I prefer doing this by using dedicated utility, but this could even be done by using purebash(aka without any fork)

我更喜欢使用专用实用程序来做到这一点,但这甚至可以通过使用bash(也就是没有任何叉子)来完成

There is no use of any other binary than bash (no sed, awk, tror other):

除了 bash(没有、或其他)之外sed,没有使用任何其他二进制文件:awktr

#!/bin/bash

for file;do
    newname=${file//[ \]\[]/.}
    while [ "$newname" != "${newname#.}" ] ;do
        newname=${newname#.}
      done
    while [ "$newname" != "${newname//[.-][.-]/.}" ] ;do
        newname=${newname//[.-][.-]/-};done
    if [ "$file" != "$newname" ] ;then
        if [ -f $newname ] ;then
            ext=${newname##*.}
            basename=${newname%.$ext}
            partname=${basename%%-[0-9]}
            count=${basename#${partname}-}
            [ "$partname" = "$count" ] && count=0
            while printf -v newname "%s-%d.%s" $partname $[++count] $ext &&
                  [ -f "$newname" ] ;do
              :;done
          fi
        mv  "$file" $newname
      fi
  done

To be run with files as argument, for sample:

以文件作为参数运行,例如:

/path/to/my/script.sh \[*
  • Replacing spaces and square bracket by dot
  • Replacing sequences of .-, -., --or ..by only one -.
  • Test if filename don't differ, there is nothing to do.
  • Test if a file exist with newname...
  • split filename, counter and extension, for making indexed newname
  • loop if a file exist with newname
  • Finaly rename the file.
  • 用点替换空格和方括号
  • 更换的序列.--.--..仅由一个-
  • 测试文件名是否不同,没有什么可做的。
  • 测试如果一个文件存在NEWNAME...
  • 拆分文件名,计数器和扩展,为使索引NEWNAME
  • 循环,如果有文件存在NEWNAME
  • 最后重命名文件。

回答by Michael Le Barbier Grünewald

Take advantage of the following classical pattern:

利用以下经典模式:

 job_select /path/to/directory| job_strategy | job_process

where job_selectis responsible for selecting the objects of your job, job_strategyprepares a processing plan for these objects and job_processeventually executes the plan.

wherejob_select负责选择你的工作对象,job_strategy为这些对象准备一个处理计划并job_process最终执行该计划。

This assumes that filenames do not contain a vertical bar |nor a newline character.

这假设文件名不包含竖线|或换行符。

The job_select function

job_select 函数

 # job_select PATH
 #  Produce the list of files to process
 job_select()
 {
   find "" -name 'www.*.com - *' -o -name '[*] - *'
 }

The findcommand can examine all properties of the file maintained by the file system, like creation time, access time, modification time.
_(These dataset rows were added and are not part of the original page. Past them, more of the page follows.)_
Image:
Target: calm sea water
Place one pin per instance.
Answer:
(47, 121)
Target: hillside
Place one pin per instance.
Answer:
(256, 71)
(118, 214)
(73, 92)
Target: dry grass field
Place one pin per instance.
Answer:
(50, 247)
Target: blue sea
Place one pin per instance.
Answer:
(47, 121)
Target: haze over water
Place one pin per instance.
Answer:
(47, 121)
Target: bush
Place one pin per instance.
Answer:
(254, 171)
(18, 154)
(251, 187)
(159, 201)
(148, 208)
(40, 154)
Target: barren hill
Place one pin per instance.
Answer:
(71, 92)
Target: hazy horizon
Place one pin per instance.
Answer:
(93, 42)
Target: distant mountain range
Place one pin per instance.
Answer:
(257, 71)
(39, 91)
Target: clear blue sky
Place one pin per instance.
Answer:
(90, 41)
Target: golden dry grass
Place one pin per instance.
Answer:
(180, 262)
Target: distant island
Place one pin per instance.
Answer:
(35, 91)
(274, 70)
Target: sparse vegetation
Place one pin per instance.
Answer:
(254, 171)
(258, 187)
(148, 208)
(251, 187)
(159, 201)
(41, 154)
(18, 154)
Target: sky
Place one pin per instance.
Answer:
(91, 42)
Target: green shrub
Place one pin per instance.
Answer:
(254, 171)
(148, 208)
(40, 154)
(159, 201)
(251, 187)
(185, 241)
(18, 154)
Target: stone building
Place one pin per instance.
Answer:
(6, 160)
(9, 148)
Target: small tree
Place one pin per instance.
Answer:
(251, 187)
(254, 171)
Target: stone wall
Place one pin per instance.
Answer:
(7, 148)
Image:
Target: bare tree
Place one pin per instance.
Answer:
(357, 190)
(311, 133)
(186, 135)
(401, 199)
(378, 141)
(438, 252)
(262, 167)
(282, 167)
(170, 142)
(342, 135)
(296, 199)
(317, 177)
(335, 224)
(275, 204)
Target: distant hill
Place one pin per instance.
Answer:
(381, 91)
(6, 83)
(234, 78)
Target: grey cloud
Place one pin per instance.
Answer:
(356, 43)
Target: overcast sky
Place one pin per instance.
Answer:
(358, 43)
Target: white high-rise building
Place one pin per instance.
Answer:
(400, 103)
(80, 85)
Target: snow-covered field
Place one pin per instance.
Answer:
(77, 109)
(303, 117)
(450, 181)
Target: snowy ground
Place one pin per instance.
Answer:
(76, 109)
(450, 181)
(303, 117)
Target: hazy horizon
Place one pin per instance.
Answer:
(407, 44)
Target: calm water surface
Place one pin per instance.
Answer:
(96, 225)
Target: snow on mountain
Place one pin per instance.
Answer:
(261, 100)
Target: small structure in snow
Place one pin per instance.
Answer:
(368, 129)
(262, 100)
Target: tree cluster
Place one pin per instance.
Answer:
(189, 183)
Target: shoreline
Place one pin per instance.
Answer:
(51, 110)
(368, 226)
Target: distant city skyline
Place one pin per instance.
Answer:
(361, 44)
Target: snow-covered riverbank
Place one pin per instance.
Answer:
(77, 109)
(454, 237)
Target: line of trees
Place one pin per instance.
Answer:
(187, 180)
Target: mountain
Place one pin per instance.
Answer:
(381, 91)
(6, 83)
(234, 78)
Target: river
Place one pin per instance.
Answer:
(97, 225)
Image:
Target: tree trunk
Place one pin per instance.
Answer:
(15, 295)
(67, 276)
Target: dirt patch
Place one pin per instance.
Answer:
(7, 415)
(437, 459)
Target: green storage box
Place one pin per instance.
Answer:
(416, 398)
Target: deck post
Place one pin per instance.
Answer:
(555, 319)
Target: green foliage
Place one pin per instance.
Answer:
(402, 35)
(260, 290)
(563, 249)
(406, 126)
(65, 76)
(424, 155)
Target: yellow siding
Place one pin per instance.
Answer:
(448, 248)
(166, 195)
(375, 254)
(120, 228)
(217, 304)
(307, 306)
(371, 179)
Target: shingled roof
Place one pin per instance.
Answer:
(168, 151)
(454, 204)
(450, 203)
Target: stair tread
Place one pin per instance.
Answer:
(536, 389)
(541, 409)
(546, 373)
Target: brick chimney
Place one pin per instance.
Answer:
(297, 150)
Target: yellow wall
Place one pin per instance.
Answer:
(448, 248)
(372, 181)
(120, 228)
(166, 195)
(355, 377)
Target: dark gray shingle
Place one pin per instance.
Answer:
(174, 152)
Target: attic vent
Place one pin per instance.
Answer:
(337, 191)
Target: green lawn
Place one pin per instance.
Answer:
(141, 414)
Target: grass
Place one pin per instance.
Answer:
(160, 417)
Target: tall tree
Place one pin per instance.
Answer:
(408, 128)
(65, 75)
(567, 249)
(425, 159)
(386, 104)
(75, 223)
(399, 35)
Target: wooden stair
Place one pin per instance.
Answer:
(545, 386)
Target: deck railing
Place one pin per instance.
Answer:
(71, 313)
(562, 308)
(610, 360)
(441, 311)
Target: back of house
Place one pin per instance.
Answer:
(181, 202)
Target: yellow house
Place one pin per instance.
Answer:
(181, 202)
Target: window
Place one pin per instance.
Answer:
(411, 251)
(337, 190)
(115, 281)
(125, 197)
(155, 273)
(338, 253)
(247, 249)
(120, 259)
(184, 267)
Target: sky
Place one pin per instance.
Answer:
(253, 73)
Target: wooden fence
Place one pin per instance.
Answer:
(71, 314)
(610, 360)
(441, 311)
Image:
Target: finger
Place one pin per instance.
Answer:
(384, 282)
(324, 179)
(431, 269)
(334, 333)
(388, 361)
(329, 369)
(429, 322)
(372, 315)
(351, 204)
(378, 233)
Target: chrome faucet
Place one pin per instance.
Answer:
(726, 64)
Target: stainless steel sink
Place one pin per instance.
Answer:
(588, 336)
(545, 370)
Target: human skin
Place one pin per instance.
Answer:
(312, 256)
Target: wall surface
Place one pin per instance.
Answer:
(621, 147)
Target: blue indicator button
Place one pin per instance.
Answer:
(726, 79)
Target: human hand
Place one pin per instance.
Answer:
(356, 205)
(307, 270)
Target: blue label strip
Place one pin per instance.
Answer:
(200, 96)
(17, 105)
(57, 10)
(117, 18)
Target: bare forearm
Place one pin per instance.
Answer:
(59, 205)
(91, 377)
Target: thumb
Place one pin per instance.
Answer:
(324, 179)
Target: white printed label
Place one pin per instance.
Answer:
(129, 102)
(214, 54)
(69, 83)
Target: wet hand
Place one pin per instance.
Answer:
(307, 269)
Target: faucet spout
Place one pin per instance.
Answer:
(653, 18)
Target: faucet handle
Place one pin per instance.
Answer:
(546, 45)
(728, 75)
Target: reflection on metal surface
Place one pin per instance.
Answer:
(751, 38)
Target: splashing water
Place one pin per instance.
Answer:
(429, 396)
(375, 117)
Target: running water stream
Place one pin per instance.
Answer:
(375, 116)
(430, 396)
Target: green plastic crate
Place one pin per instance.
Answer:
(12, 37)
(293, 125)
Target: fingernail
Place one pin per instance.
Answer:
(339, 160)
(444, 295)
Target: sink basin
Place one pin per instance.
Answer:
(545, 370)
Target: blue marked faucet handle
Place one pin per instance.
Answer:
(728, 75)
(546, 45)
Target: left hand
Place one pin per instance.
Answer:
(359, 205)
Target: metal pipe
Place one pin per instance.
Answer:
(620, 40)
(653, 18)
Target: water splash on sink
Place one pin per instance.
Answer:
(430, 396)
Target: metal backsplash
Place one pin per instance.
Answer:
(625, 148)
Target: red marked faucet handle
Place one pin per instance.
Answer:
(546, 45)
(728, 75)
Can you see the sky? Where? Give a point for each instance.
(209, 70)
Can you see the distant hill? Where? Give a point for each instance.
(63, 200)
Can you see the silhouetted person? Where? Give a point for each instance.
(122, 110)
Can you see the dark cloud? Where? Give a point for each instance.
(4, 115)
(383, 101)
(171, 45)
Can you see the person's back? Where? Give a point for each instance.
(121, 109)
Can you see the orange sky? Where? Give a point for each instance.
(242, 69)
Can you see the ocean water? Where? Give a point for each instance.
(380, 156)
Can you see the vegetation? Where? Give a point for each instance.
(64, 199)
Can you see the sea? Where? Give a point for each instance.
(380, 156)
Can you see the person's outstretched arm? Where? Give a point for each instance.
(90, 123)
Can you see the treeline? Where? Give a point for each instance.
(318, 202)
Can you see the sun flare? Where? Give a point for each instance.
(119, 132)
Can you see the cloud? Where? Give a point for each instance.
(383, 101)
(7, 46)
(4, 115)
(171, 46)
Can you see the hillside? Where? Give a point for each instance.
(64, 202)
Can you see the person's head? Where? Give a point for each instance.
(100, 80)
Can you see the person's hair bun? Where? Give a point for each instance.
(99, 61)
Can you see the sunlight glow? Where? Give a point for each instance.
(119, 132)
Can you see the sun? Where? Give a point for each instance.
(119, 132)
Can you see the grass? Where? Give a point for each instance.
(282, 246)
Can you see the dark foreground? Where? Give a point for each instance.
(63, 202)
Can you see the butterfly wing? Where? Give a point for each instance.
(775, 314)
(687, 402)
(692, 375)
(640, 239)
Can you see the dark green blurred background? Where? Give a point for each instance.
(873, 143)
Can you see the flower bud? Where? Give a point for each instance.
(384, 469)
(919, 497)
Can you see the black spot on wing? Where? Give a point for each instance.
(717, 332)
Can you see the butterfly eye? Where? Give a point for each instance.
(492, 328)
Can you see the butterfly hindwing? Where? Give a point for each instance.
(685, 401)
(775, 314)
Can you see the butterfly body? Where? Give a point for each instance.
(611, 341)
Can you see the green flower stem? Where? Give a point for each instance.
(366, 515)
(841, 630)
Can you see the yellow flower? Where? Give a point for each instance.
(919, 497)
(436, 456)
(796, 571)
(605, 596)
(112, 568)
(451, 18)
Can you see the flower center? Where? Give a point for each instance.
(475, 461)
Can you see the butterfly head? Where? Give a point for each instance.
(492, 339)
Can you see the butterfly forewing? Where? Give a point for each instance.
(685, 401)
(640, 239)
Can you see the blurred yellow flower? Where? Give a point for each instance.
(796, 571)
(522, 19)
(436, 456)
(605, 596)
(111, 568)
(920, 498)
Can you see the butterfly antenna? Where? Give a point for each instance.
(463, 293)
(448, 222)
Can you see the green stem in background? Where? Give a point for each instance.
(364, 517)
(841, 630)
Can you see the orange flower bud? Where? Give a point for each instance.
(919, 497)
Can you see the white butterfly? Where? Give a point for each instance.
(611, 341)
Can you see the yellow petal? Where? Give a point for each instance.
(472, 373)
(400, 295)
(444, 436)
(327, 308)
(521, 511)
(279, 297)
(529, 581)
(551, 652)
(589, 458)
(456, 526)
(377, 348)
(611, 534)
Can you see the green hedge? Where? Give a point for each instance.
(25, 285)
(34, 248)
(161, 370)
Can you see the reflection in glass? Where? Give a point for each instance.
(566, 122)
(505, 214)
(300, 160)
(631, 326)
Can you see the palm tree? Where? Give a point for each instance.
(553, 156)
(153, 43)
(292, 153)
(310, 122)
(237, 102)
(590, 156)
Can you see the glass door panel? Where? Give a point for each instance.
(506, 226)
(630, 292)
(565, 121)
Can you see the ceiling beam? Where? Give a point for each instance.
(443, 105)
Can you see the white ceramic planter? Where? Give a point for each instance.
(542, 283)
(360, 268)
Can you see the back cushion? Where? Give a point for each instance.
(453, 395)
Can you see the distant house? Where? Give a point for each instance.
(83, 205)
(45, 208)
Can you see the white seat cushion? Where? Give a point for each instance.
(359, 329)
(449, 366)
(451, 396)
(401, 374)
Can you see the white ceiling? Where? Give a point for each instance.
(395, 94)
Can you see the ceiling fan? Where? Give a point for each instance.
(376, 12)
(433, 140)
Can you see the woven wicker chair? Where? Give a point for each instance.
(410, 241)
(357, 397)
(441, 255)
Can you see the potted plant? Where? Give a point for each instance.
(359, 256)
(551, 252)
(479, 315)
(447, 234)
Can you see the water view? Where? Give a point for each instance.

It is also possible to control how the filesystem is explored by telling findnot to descend into mounted filesystems, how much recursions levels are allowed. It is common to append pipes to the findcommand to perform more complicated selections based on the filename.

find命令可以检查文件系统维护的文件的所有属性,如创建时间、访问时间、修改时间。还可以通过告诉find不要进入已安装的文件系统,允许多少递归级别来控制文件系统的探索方式。将管道附加到find命令以根据文件名执行更复杂的选择是很常见的。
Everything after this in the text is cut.